Skip to main content

Version 3.6.0

· 2 min read
  • Added Authenticity Verification technology with Deepfake Detection subtechnology (high-level description) in REST API and GUI.
  • Added Gender Identification technology (high-level description) in REST API (still only preview in GUI). The endpoints are differentiated based on the input type, which can be either a media file or a list of voiceprints from Voiceprint Extraction.
  • Added Denoiser technology (high-level description) preview in GUI.
  • Added Emotion Recognition technology (high-level description) preview in GUI.
  • Updated Enhanced Speech to Text Built on Whisper model (high-level description) with a query parameter for word-level segmentation that also improves the overall accuracy of the timestamps. Because this behaviour is resource heavy, it is turned-off by default.
  • Added settings for parallel threads and multiple instances for GPU support for Language Identification and Voice Activity Detection.
  • Configuration and administration changes:
    • The Virtual Appliance startup process now displays system messages again for more clarity.
    • Improved detection of "system is ready" state during startup process
    • When licensed-models.zip package is uploaded via the Filebrowser GUI, it's automatically unpacked after upload.
    • New script configure-speech-platform.sh for the Speech Platform configuration, with more functionality. Use configure-speech-platform.sh --auto-configure to automatically configure the system according to models and licenses uploaded to /data/ folder. The enable-technologies.sh script is now obsolete and will be removed in next release.
    • Configuration YAML file is now much shorter, simpler and more comprehensive.
    • Turning on GPU support in configuration file is now easier, all GPU images are now included, it's not needed to download/configure them separately.
Included Components
  • Audio Quality Estimation 3.62.0
  • Deepfake Detection 1.1.0
  • Enhanced Speech to Text Built on Whisper 1.8.1
  • Language Identification 1.6.1
  • Speaker Diarization 1.5.1
  • Speech to Text Phonexia 6th Generation 3.62.0
  • Time Analysis of Speech 3.62.0
  • Voice Activity Detection 1.0.2
  • Voiceprint Comparison 1.3.0
  • Voiceprint Extraction 1.5.3

Version 3.5.0

· One min read
  • Added consumption counting and GUI capacities indicator.
  • Configuration and administration changes:
    • Virtual Appliance system console now displays the prompt only after the internal system is started. The system console is kept blank during that time. It may take some additional time for the GUI to become fully ready.
    • All technologies are now disabled by default after first start.
    • Added enable-technologies.sh script for enabling technologies according to uploaded models and licenses.
    • It's now possible to change UI limits for all technologies in the configuration file.

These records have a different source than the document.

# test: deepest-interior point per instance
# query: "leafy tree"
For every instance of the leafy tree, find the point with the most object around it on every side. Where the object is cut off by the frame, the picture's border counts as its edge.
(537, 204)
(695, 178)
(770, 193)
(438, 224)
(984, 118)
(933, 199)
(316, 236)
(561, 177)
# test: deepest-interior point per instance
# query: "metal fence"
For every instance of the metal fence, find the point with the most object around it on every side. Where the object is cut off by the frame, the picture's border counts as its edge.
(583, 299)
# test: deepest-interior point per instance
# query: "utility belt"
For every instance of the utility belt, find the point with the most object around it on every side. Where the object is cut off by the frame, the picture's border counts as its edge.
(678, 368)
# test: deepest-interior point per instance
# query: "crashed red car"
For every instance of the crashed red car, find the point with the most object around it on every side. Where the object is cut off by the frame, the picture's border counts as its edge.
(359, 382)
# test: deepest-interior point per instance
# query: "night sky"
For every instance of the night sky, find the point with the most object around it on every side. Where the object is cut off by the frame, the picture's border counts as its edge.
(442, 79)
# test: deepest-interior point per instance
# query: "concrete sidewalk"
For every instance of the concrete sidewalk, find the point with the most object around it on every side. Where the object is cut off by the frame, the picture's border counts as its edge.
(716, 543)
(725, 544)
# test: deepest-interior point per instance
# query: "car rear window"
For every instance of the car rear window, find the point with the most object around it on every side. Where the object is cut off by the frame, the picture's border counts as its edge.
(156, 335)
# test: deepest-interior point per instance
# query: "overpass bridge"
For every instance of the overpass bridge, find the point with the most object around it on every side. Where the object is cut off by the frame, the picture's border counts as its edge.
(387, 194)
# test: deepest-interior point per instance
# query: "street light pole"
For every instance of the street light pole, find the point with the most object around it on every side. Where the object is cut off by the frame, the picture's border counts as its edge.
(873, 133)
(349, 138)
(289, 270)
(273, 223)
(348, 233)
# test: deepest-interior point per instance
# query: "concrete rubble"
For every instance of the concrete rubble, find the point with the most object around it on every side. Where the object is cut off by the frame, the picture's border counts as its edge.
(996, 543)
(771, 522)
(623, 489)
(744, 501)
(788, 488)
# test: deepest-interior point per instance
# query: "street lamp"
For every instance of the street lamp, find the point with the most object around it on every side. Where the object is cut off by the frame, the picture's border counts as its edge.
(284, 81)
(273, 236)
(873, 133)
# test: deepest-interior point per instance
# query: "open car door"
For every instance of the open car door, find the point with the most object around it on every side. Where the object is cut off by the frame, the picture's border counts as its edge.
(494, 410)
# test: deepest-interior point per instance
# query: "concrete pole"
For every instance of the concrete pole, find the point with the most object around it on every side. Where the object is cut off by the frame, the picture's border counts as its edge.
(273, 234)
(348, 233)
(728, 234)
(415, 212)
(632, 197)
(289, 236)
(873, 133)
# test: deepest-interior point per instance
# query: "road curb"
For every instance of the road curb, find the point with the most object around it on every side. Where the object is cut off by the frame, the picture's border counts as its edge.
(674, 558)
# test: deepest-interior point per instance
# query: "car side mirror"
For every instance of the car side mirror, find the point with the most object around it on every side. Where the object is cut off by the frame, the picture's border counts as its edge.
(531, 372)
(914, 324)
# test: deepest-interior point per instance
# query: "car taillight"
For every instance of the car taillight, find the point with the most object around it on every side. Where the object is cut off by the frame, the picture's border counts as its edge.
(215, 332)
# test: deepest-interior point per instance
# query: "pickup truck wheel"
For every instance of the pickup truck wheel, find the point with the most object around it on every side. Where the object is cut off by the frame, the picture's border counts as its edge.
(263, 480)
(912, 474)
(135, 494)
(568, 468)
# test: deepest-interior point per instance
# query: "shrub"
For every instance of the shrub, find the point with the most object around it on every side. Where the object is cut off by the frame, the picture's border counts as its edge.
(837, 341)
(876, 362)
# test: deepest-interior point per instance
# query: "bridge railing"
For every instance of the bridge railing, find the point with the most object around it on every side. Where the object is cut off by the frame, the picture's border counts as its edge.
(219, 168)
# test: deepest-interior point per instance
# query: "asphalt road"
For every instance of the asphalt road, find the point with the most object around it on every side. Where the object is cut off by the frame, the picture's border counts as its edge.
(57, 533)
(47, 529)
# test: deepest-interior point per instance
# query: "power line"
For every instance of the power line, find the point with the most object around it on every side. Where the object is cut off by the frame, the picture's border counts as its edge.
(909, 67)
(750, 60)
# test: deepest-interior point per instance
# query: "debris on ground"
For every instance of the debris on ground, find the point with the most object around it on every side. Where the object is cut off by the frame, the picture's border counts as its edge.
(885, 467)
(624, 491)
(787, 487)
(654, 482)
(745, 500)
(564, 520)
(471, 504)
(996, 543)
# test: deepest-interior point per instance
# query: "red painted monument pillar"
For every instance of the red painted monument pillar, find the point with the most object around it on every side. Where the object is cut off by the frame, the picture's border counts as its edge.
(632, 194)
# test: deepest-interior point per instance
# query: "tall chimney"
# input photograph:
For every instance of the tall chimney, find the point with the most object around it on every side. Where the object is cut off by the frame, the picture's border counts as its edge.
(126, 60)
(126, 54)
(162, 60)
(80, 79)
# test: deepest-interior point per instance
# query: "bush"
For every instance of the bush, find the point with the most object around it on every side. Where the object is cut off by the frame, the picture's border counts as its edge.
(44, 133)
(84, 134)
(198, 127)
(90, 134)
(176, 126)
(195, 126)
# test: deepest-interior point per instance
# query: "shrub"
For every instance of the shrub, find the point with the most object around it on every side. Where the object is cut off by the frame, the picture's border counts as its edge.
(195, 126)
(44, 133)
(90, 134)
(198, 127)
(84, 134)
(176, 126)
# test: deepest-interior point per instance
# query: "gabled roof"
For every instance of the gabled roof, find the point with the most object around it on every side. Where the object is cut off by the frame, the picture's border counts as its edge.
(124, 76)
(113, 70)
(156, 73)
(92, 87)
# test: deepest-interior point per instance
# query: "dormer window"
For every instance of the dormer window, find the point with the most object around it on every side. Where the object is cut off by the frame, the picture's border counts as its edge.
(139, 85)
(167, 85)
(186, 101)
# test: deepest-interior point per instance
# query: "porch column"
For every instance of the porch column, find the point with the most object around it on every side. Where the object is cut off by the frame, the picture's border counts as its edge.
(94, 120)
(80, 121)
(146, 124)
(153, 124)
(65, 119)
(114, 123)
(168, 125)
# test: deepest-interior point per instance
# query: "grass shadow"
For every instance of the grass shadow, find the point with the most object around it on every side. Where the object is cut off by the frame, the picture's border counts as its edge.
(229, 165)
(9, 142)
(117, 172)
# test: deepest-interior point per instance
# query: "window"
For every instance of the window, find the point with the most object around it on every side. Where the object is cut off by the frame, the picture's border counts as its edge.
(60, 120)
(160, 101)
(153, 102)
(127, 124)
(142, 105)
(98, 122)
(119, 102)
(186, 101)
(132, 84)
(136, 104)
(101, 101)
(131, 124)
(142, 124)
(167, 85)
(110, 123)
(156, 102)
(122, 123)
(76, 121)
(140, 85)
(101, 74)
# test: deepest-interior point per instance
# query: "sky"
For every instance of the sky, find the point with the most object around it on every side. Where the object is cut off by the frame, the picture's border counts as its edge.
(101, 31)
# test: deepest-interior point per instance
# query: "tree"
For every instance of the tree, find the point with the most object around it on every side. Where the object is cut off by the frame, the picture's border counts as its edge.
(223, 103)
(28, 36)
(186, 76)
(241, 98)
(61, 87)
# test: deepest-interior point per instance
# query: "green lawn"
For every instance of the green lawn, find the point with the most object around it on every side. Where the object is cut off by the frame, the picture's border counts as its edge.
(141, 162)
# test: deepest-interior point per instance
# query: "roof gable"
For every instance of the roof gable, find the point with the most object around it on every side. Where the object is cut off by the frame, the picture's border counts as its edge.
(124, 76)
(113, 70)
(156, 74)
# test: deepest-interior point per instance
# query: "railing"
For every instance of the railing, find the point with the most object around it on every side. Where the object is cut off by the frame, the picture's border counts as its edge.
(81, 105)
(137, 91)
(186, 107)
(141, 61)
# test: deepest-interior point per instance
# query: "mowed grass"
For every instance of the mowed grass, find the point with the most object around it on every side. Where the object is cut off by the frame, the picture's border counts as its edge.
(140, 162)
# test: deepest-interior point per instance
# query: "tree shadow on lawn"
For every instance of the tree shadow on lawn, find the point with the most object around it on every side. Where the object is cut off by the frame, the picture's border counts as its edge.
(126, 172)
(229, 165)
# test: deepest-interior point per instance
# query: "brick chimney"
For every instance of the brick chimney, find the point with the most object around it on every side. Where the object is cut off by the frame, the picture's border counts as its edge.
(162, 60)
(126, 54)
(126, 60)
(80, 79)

New available models with improved Voice Activity Detection configuration:

  • Enhanced Speech to Text Built on Whisper: model 1.1.0
  • Speaker Identification: model 5.2.0
  • Language Identification: model 5.3.0
  • Speaker Diarization: model 5.1.0
  • Voice Activity Detection: model 5.3.0
Included Components
  • Audio Quality Estimation 3.62.0
  • Enhanced Speech to Text Built on Whisper 1.7.1
  • Language Identification 1.6.1
  • Speaker Diarization 1.5.1
  • Speech to Text Phonexia 6th Generation 3.62.0
  • Time Analysis of Speech 3.62.0
  • Voice Activity Detection 1.0.2
  • Voiceprint Comparison 1.3.0
  • Voiceprint Extraction 1.5.3

Version 3.4.0

· One min read
  • Added Audio Quality Estimation technology (high-level description) in REST API.
  • Voice Activity Detection technology (high-level description) is available in both REST API and GUI.
  • Speech Translation technology is now fully working in GUI.
  • Speaker Diarization technology (high-level description) is now fully working in GUI.
  • Updated Speech to Text Phonexia with the ability to use Preferred phrases.
  • Updated the Speaker Identification model to xl-5.1.0, which is capable of carrying out automatic adaptation to various input audio sources (YouTube, Skype, WhatsApp, VoLTE, AMBE).
Included Components
  • Audio Quality Estimation 3.62.0
  • Enhanced Speech to Text Built on Whisper 1.7.0
  • Language Identification 1.5.0
  • Speaker Diarization 1.4.1
  • Speech to Text Phonexia 6th Generation 3.62.0
  • Time Analysis of Speech 3.62.0
  • Voice Activity Detection 1.0.1
  • Voiceprint Comparison 1.3.0
  • Voiceprint Extraction 1.5.2

Version 3.3.0

· One min read
  • Added Speech Translation technology preview in GUI.
  • Added Speaker Diarization technology in (high-level description) REST API (still only preview in GUI).
  • Added option to speed up Enhanced Speech to Text Built on Whisper via beamSize parameter in Virtual Appliance configuration file - smaller beamSize means faster processing (up to ~30% with large_v2 model and beamSize=1) at the expense of slightly lower accuracy.
  • Speech to Text Phonexia and Time Analysis of Speech technologies updated to version 3.62.0.
  • Configuration and administration changes:
    • Added support for importing Virtual Appliance to Microsoft Hyper-V.
    • Both system and data disk now automatically resize according to size set in virtualization software.
    • Customers can now use cloud-init with Virtual Appliance.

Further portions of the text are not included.